For optimization, they used Adam optimizer with a peak learning rate of $5 \times 10^{- 4}$ with a tri-stage scheduler which linearly warms up the learning rate over the first $3\%$ of updates and holds it for $90\%$ and then linearly decays it over the remaining $7\%$. The following table shows the results on librispeech test-other when fine-tuning pre-trained models on the libri-light low-resource labeled data. As you can see, improvements can be seen when adding more and more labeled data across both data2vec sizes surpassing other models such as wav2vec 2.0, HuBERT, and WavLM.

To further validate these results, they also used the AudioSet benchmark where they used the same pre-training hyper-parameters as before while increasing $K$ to $12$ and training for fewer steps ($200k$) with bigger batch size ($94.5\ mins$). Also, they applied DeepNorm and layer normalization to stabilize pre-training. Finetuning was done on the balanced subset for $13k$ steps and a batch size of $21.3\ mins$. Results are shown in the following table which shows that data2vec can outperform comparable setups that uses the same pre-training and fine-tuning data:


They pre-trained data2vec on the same pretraining setup of BERT on the Books Corpus and English Wikipedia data using Adam optimizer with a tri-stage learning scheduler according to the following hyper-parameters:

$$bs$$ $$K$$ $$\beta$$ $$\tau_0$$ $$\tau_e$$ $$\tau_n$$ train updates
Base 256 10 4 0.999 0.9999 100k 1M

After pre-training, they fine-tuned the result model on the GLUE benchmarks separately on the labeled data provided by each task. The average accuracy on the development sets over fine fine-tuning runs are reported below:

The previous table shows that data2vec outperforms RoBERTa baseline and its performance is improved once using the wav2vec 2.0 masking that spans four tokens.

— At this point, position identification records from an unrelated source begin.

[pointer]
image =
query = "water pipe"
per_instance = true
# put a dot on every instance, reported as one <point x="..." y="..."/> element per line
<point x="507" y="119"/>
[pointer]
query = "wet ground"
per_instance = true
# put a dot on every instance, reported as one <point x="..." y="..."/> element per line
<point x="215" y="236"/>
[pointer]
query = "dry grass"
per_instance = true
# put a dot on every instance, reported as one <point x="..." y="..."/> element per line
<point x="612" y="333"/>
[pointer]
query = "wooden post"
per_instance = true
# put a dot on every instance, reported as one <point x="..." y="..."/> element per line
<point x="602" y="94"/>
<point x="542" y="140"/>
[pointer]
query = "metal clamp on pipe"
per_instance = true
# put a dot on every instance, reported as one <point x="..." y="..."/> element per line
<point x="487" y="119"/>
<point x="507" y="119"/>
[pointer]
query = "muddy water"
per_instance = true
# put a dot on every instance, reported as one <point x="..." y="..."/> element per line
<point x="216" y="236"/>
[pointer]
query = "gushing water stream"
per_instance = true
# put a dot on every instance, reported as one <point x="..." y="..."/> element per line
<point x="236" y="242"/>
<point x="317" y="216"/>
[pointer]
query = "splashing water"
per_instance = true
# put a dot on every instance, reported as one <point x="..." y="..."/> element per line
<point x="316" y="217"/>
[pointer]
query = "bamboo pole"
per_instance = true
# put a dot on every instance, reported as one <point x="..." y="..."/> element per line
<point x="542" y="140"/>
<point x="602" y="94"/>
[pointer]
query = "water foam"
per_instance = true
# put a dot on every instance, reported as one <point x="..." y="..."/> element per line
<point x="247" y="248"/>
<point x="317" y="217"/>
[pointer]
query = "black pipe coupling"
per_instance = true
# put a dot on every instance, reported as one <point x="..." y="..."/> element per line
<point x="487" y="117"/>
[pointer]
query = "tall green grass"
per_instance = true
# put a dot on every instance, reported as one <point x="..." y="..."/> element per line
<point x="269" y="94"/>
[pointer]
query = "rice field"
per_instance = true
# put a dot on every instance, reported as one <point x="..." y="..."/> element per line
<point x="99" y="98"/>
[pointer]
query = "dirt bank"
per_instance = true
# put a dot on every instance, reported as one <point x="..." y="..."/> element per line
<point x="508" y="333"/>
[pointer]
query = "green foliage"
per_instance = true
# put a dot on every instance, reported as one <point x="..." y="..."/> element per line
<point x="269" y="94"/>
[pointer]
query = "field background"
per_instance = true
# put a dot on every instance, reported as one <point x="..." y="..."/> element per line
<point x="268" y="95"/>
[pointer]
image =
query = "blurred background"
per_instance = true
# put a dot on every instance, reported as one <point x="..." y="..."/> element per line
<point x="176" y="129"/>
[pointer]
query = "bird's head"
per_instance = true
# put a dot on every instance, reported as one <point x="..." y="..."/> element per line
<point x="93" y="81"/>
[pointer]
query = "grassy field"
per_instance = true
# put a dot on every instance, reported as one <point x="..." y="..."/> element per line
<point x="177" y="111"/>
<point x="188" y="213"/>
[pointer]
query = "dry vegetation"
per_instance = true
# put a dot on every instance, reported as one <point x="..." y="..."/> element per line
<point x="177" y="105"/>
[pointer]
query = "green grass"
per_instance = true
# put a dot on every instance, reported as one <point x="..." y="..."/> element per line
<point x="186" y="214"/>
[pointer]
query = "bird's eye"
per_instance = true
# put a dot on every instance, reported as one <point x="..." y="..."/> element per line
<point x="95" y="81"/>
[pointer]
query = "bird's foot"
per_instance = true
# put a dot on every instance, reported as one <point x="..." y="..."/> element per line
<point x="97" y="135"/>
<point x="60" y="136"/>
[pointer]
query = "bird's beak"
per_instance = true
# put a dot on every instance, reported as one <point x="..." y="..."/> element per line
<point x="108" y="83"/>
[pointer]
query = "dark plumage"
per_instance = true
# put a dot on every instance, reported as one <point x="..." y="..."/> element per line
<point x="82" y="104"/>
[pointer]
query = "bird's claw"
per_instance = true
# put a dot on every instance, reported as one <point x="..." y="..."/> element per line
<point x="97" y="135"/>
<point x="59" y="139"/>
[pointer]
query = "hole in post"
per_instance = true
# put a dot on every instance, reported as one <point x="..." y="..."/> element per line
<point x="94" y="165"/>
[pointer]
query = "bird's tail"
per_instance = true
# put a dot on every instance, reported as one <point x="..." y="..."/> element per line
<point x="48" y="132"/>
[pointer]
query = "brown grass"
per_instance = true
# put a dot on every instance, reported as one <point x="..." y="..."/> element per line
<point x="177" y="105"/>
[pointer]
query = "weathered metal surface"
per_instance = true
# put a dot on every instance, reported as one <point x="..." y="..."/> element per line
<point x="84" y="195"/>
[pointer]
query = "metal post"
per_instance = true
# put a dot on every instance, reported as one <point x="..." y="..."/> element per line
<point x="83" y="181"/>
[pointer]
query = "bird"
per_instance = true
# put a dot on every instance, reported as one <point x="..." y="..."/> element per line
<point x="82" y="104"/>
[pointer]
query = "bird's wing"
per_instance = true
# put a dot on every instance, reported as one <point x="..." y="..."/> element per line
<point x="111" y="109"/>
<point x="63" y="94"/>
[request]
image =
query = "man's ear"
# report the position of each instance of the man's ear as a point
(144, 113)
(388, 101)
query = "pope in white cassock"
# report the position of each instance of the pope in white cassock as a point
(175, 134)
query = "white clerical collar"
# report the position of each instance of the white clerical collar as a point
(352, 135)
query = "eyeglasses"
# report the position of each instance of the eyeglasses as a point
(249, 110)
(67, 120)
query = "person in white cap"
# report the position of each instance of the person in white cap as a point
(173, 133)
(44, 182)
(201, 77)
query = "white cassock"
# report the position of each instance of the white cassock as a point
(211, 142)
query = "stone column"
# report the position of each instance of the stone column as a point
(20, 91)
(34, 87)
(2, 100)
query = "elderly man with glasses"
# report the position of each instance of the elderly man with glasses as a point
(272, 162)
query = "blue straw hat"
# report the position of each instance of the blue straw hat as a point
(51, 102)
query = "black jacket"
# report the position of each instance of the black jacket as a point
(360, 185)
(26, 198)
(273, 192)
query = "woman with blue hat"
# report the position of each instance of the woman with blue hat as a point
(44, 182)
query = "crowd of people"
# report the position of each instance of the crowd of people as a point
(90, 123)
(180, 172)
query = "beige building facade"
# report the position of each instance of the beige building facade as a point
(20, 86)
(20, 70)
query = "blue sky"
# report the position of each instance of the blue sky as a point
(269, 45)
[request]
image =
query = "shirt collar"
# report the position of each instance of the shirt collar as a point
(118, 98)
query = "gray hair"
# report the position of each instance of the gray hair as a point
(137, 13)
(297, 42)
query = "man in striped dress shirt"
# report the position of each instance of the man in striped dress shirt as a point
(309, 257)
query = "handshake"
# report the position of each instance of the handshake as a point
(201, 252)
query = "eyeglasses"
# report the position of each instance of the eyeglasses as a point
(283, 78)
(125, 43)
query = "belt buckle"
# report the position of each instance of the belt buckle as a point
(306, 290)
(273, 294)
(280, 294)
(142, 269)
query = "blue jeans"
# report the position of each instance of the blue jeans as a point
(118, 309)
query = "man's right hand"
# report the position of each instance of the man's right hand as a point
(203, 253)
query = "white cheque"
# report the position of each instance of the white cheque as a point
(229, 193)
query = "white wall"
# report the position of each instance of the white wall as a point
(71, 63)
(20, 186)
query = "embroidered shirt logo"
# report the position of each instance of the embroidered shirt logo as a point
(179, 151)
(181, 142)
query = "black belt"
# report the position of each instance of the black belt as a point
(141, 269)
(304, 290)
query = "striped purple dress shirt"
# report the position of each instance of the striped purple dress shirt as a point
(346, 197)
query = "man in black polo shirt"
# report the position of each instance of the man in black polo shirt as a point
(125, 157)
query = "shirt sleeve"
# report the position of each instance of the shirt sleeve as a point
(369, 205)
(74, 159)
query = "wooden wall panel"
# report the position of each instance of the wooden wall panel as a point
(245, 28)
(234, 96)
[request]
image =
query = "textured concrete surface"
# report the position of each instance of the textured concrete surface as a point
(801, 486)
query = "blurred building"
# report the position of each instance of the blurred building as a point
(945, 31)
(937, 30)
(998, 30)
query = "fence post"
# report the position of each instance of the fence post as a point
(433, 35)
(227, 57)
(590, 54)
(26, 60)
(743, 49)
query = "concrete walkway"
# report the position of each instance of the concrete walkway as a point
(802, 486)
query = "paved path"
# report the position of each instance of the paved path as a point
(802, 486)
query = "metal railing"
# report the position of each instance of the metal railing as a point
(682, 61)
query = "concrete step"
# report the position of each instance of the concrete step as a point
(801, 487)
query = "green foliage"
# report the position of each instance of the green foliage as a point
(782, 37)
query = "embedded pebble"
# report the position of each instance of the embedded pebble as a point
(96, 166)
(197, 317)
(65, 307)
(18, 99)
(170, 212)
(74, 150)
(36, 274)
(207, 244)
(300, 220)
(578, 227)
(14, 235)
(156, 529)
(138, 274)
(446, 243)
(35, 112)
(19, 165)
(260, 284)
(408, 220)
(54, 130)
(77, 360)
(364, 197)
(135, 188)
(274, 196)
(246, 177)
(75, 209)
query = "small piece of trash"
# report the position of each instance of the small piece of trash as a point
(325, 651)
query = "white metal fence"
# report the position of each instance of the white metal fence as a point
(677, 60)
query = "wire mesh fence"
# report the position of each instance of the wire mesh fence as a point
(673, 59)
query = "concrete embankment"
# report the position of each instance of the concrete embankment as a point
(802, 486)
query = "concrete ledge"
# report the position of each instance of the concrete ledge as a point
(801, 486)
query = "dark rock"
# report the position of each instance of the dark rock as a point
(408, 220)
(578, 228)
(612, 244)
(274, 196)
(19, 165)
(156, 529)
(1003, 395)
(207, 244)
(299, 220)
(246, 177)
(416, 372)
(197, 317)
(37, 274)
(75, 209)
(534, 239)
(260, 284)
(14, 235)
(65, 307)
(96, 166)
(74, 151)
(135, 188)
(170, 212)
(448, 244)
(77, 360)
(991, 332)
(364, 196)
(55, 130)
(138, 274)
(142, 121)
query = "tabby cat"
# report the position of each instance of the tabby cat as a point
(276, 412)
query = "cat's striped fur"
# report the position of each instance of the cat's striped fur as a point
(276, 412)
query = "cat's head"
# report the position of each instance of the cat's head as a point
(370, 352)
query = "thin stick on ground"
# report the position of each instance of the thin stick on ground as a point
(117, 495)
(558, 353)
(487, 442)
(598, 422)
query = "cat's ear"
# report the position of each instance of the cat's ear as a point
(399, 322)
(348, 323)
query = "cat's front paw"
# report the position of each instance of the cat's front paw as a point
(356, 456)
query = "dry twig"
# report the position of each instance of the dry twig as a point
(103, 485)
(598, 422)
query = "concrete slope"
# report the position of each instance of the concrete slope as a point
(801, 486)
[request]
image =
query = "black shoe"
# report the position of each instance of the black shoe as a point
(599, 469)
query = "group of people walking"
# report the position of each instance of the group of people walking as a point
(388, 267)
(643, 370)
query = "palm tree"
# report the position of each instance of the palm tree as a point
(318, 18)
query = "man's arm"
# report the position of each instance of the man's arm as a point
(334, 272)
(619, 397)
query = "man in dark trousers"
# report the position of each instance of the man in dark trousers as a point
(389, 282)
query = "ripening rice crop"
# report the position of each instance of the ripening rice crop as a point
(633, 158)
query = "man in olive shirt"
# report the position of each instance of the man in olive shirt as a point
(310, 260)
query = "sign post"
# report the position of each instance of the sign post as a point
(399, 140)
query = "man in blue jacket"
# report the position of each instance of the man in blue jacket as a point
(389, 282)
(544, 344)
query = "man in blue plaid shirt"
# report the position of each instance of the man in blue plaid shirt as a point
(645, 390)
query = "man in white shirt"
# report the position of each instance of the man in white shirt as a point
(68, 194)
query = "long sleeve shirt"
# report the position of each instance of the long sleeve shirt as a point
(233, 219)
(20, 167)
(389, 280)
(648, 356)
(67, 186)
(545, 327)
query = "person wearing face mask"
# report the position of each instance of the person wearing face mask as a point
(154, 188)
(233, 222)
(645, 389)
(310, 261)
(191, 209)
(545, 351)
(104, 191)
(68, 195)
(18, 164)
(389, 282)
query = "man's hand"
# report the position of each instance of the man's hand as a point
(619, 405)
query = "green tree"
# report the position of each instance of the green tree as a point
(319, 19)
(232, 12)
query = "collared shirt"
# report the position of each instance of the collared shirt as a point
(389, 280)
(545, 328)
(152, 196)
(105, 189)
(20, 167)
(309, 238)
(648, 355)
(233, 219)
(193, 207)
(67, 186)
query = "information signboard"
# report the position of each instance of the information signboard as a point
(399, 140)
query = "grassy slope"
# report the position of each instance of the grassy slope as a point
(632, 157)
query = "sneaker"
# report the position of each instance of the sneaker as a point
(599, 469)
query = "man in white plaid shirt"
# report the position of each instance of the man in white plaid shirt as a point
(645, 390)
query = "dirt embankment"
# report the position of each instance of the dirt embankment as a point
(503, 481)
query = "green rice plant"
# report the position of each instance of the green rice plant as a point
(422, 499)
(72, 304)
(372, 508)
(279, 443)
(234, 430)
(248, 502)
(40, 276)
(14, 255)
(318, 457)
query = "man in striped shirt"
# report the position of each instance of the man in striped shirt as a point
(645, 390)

To examine the impact of different components about data2vec, authors have performed multiple ablation studies as we are going to see next:

  • Top-K layers:
    They measured the performance across all three modalities when average the top-K layers of the teacher mode that are used to create the training targets for the student model. For faster training, they used the data2vec base model. Results are shown in the following figure where we can see that “speech” needs more averaging deeper layers unlike “NLP” and “Vision”.
  • Masked Ratio:
    They measures the effect of masked ratio on the performance. So, they masked all but a fraction of the data when constructing the target representations in the teacher for pre-training and report downstream performance for speech and vision.